Un músico puede ser un canalla, un asesino, incluso puede practicar la violencia de género (¡!): no hará daño sino a gente muy próxima (lo que no es una absolución, claro). Una religión o una política dictatoriales, fanatizadas —en Europa hay cierta experiencia al respecto— hacen un daño ilimitado. ¡Que no me hablen de mejora ética a través del arte! Sí de aumento de sensibilidad y de interés por cosas menos nocivas que la televisión comercial.

Las «Fronteras del conocimiento (musical)» serán las

de la capacidad del estudioso, del creador, de una parte, y de la capacidad receptiva del contemplador, de otra. En este segundo caso la idea del conocimiento y sus fronteras será idéntica a la capacidad de experimentar una emoción estética profunda, la que nos enriquece personalmente, rara vez colectivamente (¡cuidado con las emociones masivas!), pese a las salas apocalípticas en las que tantas veces músicas nacidas para ser escuchadas a lo sumo por diez personas son escuchadas por diez mil…
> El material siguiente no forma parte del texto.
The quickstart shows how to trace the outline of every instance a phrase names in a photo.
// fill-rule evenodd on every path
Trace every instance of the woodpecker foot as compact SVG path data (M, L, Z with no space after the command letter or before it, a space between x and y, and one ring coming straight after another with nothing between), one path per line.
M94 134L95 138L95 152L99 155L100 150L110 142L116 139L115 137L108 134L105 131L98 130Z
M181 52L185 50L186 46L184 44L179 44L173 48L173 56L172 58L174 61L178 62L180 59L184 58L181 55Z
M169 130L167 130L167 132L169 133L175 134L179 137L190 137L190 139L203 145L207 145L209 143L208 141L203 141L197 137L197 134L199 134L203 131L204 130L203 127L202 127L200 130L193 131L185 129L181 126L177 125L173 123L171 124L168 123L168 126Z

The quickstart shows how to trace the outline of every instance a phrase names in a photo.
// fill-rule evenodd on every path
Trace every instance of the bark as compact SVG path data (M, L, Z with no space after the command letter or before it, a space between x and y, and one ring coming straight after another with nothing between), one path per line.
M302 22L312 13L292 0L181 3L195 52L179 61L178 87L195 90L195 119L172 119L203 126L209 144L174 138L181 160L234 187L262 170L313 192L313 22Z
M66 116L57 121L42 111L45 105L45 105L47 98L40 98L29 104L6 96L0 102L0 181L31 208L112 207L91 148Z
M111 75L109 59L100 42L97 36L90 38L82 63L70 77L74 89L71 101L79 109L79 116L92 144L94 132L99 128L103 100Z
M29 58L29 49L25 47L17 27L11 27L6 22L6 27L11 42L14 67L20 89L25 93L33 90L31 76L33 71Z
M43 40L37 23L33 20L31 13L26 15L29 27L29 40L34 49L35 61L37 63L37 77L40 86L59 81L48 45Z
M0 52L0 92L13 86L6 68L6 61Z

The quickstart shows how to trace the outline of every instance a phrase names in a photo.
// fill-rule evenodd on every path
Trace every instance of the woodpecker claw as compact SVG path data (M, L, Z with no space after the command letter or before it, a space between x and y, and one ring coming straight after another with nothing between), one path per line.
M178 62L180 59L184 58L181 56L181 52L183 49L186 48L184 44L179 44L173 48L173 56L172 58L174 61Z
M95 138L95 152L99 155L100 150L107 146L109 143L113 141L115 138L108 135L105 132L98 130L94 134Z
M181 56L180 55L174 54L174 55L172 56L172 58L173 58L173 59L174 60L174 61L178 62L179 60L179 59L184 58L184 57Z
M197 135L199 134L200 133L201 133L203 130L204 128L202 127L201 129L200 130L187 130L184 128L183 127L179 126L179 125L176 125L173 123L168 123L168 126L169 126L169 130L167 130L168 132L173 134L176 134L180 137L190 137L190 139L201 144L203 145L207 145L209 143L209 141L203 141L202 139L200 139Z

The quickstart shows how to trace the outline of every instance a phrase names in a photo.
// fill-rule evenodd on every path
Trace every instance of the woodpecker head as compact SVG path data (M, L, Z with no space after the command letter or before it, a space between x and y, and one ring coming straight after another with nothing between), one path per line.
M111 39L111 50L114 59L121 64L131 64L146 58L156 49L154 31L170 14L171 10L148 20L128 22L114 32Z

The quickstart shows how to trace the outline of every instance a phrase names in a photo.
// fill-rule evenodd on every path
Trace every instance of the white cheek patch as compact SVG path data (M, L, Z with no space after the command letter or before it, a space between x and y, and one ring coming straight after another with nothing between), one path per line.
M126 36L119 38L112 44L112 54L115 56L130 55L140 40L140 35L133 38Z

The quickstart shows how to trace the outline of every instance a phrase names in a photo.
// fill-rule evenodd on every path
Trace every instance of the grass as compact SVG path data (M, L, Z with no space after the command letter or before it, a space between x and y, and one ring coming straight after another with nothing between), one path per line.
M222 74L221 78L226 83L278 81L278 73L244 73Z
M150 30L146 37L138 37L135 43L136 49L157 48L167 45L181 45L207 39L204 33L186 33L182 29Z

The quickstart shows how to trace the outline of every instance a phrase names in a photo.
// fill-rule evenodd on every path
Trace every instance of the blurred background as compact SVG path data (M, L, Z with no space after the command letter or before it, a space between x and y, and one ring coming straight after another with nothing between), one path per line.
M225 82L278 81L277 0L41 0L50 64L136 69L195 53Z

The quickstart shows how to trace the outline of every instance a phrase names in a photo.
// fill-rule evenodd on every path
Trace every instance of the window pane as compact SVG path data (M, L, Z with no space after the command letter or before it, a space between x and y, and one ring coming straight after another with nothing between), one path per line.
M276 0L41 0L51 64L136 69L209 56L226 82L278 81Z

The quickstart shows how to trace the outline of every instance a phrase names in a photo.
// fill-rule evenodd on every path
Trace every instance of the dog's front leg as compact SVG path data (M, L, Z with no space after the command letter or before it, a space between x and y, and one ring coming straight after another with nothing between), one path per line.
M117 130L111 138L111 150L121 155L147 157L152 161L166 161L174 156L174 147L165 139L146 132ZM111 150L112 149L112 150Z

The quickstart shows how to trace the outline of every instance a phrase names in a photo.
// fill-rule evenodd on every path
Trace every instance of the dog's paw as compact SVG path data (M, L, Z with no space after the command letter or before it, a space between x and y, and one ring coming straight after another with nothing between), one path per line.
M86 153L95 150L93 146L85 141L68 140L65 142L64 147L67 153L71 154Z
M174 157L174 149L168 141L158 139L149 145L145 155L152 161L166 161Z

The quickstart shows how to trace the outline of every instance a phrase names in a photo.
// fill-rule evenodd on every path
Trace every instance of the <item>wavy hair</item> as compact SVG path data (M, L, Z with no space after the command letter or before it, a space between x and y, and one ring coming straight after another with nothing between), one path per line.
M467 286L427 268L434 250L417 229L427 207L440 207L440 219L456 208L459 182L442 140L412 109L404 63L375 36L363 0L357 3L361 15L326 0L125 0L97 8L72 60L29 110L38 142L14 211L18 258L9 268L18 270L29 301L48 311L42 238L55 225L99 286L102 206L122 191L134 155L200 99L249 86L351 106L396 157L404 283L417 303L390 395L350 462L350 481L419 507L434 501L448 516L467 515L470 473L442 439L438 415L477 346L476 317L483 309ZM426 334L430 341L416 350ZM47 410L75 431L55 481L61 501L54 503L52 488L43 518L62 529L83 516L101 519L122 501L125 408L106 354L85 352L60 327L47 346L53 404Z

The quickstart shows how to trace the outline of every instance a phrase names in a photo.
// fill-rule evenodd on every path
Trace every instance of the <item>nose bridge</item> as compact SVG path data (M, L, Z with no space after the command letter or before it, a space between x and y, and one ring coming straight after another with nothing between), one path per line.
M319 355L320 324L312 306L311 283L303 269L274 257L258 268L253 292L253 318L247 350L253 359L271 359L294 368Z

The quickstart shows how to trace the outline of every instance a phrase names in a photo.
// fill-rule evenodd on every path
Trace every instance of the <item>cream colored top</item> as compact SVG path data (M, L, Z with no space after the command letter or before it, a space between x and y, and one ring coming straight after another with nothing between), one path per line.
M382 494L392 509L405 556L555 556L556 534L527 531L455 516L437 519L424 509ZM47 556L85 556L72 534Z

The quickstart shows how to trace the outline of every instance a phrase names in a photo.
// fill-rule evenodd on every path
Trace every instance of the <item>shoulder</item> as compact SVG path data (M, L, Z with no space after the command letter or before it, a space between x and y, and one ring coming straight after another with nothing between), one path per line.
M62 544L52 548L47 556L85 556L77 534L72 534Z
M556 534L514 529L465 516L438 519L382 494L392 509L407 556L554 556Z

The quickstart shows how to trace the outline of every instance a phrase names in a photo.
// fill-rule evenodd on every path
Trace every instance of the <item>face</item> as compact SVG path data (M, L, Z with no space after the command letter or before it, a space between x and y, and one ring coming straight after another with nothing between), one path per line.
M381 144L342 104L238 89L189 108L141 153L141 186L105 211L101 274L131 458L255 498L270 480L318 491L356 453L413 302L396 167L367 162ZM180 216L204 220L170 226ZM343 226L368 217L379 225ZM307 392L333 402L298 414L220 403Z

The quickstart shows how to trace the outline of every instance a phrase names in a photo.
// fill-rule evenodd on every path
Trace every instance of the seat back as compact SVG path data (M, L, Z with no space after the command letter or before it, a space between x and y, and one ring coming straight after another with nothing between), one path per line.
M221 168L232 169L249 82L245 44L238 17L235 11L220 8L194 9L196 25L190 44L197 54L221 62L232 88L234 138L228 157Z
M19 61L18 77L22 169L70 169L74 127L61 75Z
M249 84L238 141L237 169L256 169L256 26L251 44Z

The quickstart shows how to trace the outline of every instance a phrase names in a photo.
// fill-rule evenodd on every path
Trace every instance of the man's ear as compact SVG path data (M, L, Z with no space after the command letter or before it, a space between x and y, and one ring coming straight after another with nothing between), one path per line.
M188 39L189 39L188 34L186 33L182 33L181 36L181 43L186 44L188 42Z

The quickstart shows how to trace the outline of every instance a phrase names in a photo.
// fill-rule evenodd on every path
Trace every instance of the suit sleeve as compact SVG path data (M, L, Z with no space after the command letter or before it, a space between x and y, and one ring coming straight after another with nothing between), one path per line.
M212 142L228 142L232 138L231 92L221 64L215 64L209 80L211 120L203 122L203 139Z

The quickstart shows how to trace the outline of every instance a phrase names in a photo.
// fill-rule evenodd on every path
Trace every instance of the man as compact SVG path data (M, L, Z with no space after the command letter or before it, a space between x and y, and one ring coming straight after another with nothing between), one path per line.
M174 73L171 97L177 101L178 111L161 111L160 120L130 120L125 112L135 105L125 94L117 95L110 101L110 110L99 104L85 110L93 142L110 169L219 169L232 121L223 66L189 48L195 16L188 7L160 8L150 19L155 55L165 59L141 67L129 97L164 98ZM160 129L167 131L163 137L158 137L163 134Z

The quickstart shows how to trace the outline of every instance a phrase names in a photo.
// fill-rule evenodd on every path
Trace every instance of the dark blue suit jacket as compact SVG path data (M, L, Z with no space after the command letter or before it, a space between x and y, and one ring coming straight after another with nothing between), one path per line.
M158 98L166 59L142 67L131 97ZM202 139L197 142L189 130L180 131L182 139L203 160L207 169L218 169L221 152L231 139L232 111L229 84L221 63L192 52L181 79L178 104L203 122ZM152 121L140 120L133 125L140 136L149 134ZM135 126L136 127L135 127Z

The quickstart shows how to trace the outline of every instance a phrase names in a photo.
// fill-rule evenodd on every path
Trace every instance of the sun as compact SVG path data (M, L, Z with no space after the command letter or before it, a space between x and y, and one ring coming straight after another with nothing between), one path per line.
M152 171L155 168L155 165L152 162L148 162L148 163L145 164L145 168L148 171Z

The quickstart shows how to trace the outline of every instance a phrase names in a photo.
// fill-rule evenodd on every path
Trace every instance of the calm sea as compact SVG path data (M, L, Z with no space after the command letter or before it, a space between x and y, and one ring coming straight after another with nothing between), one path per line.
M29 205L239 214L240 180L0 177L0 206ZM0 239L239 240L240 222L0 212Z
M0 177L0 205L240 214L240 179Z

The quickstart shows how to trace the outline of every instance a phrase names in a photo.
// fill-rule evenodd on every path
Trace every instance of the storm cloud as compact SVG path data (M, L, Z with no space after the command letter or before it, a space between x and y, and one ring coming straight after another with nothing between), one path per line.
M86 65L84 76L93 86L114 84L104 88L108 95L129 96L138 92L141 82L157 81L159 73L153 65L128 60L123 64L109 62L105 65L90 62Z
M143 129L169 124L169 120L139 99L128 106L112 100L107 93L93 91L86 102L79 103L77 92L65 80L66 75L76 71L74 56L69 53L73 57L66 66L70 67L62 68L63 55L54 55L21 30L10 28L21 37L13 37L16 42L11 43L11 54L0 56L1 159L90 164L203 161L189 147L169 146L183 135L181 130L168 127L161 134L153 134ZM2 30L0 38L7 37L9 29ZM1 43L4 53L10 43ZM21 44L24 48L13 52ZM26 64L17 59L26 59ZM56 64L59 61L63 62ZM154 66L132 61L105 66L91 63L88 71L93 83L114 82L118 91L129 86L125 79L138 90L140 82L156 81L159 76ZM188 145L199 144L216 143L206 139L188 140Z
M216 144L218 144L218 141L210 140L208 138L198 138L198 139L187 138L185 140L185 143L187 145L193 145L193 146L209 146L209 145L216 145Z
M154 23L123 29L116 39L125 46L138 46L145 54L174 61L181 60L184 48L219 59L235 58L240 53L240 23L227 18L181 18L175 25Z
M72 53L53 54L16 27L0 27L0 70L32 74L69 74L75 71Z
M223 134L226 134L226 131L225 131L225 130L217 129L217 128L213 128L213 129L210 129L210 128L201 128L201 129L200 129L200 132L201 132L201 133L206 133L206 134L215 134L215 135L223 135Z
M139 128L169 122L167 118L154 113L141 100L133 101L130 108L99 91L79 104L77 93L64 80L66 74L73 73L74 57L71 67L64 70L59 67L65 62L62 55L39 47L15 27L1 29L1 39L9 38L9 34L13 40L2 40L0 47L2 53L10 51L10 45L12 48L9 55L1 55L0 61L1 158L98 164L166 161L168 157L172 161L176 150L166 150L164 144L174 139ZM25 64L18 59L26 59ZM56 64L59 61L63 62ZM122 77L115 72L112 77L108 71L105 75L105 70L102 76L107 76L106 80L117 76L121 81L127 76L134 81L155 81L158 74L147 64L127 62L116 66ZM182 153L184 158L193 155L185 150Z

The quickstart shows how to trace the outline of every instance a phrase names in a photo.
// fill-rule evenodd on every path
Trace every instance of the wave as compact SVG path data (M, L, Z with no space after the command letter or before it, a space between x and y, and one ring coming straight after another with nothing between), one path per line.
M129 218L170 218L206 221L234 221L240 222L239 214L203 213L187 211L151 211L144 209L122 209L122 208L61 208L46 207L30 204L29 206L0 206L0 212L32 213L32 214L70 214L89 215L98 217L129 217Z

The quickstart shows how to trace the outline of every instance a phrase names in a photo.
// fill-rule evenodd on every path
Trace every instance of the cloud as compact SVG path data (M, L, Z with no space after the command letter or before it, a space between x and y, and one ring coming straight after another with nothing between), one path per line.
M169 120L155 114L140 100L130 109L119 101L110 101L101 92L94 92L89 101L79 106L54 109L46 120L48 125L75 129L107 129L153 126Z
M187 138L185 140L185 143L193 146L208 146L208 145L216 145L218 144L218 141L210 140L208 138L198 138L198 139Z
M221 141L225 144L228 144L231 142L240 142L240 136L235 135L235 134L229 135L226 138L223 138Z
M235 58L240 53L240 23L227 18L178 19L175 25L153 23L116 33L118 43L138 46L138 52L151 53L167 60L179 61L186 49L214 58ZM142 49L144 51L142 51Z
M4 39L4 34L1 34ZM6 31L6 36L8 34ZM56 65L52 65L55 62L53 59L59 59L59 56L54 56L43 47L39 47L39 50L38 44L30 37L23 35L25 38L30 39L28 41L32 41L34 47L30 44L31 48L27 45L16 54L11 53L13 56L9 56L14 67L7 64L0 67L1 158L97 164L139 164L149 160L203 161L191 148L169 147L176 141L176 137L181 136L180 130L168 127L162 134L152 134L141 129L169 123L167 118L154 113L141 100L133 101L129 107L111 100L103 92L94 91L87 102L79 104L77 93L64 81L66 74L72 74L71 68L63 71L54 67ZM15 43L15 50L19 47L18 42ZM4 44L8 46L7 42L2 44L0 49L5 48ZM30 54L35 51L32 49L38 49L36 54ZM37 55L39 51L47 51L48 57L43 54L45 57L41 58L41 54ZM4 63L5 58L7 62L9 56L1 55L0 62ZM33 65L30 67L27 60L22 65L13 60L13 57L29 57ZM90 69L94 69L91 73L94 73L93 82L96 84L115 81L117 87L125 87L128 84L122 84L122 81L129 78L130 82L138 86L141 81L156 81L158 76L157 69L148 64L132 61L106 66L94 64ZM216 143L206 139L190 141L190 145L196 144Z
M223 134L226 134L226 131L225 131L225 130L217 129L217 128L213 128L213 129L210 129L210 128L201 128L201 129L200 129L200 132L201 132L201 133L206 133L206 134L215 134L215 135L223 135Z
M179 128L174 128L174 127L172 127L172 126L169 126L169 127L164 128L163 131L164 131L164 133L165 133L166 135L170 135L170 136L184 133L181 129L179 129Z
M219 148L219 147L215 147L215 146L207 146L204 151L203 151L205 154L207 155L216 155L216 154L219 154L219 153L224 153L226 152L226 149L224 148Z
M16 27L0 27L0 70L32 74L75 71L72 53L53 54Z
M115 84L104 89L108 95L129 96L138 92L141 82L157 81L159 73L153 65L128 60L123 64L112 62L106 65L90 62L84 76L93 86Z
Resta por ver si esa «emoción» puede ser una forma de conocimiento. Si lo es —yo así lo creo: véase lo dicho al inicio de este trabajo— pertenece a otra especie cognoscitiva: no busca una verdad objetiva, verificable, por la buena razón de que esa verdad no existe en el arte. Yo me atrevería a afirmar —perdón por meterme en «camisa de once varas»— que es un conocimiento que brota de la experiencia vital, no del estudio. Como he dicho, el estudio —y su goce, porque lo tiene— es para los profesionales. La experiencia vivida, disfrutada, educadora de la sensibilidad —sin excluir al estudioso, ¡faltaría más!— es sobre todo para los demás: aquellos a los que el artista ofrece su obra. Y al correr de los años —casi siempre muchos— eso que un músico dio se convierte en parte de la identidad de un colectivo, parte de su «conocimiento»: se reconoce en él: ésa es la «verdad» del arte, de la música. Dependerá luego de la educación de ese colectivo el que esa verdad sea algo valioso o, al contrario, algo mediocre o trivial. Y, por otra parte, en una sociedad sanamente plural, hay siempre muchos colectivos. Más aún, los colectivos unidos en un común reconocimiento no tienen por qué coincidir con fronteras estatales, religiosas, lingüísticas, ideológicas…, les liga una común emoción, una común «sabiduría» de emociones.

Termino, y lo debo hacer con un interrogante. Hoy por hoy la frontera de esos conocimientos (reconocimientos, sabidurías) está en trance de cambios fulminantes, imprevisibles y posiblemente incontrolados. El músico —y sobre todo el compositor— vive en un constante corto-circuito (ya lo insinué). No es cómodo. Pero no hay tiempo para aburrirse. Por eso lo señalo sin temor… pero con inquietud.